Habits: Smokers' Ethnicity May Make Difference
When it comes to the health effects of smoking, the ethnicity of smokers may be as important as the kind of cigarettes they smoke.
A new study has found that Chinese- American smokers take in less nicotine per cigarette than white smokers do and that their bodies actually metabolize the drug more slowly.
This may mean that Chinese-Americans generally need fewer cigarettes to maintain their nicotine levels. The finding may also help explain why lung cancer rates are lower among Asians, the authors said.
Writing in The Journal of the National Cancer Institute, researchers from the University of California at San Francisco say the findings may help pinpoint the amount of medication needed to help Chinese-Americans quit smoking.
But beyond that, the authors said, the study suggests that ethnicity may need to be taken into account regularly when determining proper medicine doses.

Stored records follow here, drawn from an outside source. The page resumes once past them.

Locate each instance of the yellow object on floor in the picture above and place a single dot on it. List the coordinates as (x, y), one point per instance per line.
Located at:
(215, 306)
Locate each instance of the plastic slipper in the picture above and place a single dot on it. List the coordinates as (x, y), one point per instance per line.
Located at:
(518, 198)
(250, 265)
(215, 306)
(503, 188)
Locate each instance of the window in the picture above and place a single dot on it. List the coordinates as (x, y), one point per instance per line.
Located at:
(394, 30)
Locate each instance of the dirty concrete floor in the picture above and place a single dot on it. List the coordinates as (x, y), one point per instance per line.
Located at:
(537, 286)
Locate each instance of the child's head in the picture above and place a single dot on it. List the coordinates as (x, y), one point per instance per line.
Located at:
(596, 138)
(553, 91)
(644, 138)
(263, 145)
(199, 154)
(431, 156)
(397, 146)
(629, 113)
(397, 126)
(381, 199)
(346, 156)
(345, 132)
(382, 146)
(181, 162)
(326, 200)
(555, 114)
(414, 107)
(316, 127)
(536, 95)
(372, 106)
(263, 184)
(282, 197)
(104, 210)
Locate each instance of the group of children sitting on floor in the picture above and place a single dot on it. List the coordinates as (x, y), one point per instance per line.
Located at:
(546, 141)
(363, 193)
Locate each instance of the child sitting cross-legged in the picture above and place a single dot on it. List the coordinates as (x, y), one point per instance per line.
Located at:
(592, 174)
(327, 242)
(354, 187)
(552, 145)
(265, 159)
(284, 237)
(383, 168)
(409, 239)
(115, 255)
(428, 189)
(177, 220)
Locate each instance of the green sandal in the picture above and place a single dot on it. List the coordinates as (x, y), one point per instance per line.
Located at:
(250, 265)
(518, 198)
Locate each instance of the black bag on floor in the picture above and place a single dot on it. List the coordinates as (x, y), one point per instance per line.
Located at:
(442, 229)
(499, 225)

In the past, Dr. Neal L. Benowitz, the lead author, reported that African-Americans absorbed more cigarette smoke than white smokers.
For this study, he studied nicotine absorption in 37 Chinese-Americans, 40 Latinos and 54 whites. The volunteers were given infusions of nicotine that had been specially marked to allow it to be tracked in the body, and then blood and urine samples were taken to see how the nicotine had been metabolized.